Wanita itu melihat sekelilingnya. Bekas sebuah ruangan yang tak salah adalah kamar. Dis ingat, dari kamar itu api berasal. Tempat yang biasanya digunakan Lam dan Mim untuk beristirahat. Dia melihat barang itu dengan teliti. Sebuah kain yang sepertinya adalah sebuah baju.
“Ukurannya lumayan kecil. Ini pasti milik Mim. Ini adalah baju milik Mim. Aku yakin.” Sri akhirnya keluar dan menunjukan barang itu pada sang suami dan kakaknya. Terlihat jelas jika sang kakak tengah memendam sesuatu. Perasaan sedih bercampul penyesalan.
“Ayah sudah membawa kedua bocah malang itu kemari. Dia sudah tak ada keluarga. Tapi, ternyata justru semuanya jadi senjata yang mematikan. Mereka yang berniat menyelamatkan bocah terlantar malah harus mendapatkan hal yang semacam ini.” Perempuan itu menangis. Dengan duduk di kursi rodanya, dia menceritakan apa yang sudah menjadi niat dari kedua orang yang begitu mereka sayangi.
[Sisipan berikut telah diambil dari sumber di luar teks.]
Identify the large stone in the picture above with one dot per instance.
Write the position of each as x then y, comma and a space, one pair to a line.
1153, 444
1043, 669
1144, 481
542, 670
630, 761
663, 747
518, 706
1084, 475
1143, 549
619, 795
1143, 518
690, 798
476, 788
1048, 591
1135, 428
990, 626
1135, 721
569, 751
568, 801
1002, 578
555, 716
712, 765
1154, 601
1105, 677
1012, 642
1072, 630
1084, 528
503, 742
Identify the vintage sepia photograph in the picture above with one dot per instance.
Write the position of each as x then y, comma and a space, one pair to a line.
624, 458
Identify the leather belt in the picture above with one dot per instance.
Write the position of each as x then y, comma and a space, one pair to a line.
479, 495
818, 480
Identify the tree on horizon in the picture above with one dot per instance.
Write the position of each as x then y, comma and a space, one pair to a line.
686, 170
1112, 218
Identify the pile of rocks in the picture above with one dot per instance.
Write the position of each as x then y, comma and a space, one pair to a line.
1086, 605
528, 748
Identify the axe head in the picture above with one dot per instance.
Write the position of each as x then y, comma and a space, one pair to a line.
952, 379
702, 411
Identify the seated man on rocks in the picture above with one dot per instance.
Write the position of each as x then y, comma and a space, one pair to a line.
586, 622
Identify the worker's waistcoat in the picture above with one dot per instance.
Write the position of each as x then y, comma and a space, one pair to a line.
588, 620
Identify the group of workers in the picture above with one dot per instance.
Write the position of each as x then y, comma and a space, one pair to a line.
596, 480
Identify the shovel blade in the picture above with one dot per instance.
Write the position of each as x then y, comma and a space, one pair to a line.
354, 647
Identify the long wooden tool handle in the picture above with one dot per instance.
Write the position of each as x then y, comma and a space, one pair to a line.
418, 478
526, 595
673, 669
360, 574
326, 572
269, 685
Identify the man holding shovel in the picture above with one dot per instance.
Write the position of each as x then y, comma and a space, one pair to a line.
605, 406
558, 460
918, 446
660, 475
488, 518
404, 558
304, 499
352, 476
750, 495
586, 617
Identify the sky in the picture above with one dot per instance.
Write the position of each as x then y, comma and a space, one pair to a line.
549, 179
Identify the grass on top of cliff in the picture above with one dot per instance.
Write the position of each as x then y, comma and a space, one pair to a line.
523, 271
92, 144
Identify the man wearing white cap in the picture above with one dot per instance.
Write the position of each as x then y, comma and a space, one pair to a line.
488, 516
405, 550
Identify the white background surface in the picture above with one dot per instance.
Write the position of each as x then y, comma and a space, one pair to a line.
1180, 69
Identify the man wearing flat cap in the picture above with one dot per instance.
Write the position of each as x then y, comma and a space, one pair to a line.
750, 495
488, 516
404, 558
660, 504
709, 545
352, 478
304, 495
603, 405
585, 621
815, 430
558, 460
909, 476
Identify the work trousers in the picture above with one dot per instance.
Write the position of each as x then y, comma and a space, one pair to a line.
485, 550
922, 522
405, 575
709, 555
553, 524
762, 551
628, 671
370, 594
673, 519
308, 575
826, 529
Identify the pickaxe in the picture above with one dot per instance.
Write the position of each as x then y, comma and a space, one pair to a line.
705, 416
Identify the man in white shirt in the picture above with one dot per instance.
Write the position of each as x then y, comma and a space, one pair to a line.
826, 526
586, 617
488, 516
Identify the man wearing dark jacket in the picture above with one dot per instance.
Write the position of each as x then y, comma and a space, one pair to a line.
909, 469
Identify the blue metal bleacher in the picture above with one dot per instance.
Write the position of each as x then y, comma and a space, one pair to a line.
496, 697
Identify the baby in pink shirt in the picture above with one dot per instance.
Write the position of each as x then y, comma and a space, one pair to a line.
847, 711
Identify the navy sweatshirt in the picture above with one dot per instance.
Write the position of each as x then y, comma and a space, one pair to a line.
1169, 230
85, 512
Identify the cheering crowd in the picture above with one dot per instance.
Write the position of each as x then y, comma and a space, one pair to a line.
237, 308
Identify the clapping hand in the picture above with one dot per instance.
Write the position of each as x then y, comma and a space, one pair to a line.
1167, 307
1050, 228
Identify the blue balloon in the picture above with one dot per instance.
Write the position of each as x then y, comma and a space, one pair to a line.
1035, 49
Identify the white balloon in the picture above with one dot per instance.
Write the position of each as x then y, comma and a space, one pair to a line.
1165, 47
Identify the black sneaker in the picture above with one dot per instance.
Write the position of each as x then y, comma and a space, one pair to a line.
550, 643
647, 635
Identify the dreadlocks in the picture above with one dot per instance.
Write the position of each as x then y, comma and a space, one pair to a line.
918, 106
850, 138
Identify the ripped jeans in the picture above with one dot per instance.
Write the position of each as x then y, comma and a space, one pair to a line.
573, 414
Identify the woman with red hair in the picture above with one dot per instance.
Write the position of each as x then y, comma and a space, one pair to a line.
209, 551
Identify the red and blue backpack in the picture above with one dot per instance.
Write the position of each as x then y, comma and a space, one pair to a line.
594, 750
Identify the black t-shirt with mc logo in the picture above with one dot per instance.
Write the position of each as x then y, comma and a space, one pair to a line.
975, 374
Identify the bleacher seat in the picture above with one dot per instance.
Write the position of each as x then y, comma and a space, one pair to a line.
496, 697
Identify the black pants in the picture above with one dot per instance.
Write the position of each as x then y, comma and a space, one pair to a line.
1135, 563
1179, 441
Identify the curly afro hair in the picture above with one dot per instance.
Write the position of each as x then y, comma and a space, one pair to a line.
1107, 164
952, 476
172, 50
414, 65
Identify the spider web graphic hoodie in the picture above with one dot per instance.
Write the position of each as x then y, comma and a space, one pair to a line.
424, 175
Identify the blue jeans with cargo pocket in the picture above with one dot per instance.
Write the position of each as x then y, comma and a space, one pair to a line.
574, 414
“Makanya Mbak, ini gak bisa dibiarkan. Mereka sekarang tidak seperti dulu. Mereka hanya perempuan lemah. Darti sendiri gak tau rimbanya ada di mana. Tapi aku akan bertekad, mendapatkan perempuan itu. Dia harus bertanggung jawan batas semua yang terjadi.” Semua terdiam dengan apa yang Sri katakan. Hambali yang dari tadi tak berbicara apapun langsung mendekat dan menenangkan sang istri.
“Sudahlah Dek! Aku yakin kau pasti bisa. Yang paling penting sekarang, bagaimana kondisi kesehatan dirimu dan Mbak Narsih ini bisa membaik.” Sri hanya bisa terdiam dan meneteskan air mata. Dia begitu bersyukur dengan kehadiran sang suami di sisinya.
***
“Apa yang terjadi? Kenapa Alif jadi seperti ini?”
“Gak tau Gus. Tadi Alif sempat mengeluhkan jika dia gerah. Padahal suasana sama sekali gak gerah.” Umar sendiri tertegun mendengar apa yang baru Hidayat ceritakan. Dia langsung mengecek kondisi Alif yang masih dalam kondisi lemah. Umar juga mengajak Alif bicara. Setelah sekian lama dia mengecek, akhirnya dia meyakini jika Alif terkena sihir.
“Bukan santet atau apa. Hanya sekedar peringatan saja. Aku tidak bisa menduga siapa yang memberi. Sebelum ada bukti, aku tidak bisa menuduh siapapun.” Mereka hanya terdiam dan saling pandang. Ingin rasanya Ibu dari Alif melarang mereka untuk bersinggungan dengan Lam damn Mim. Dia tak ingin jika anak mereka menjadi sasaran empuk kedua bocah itu untuk segala aksinya.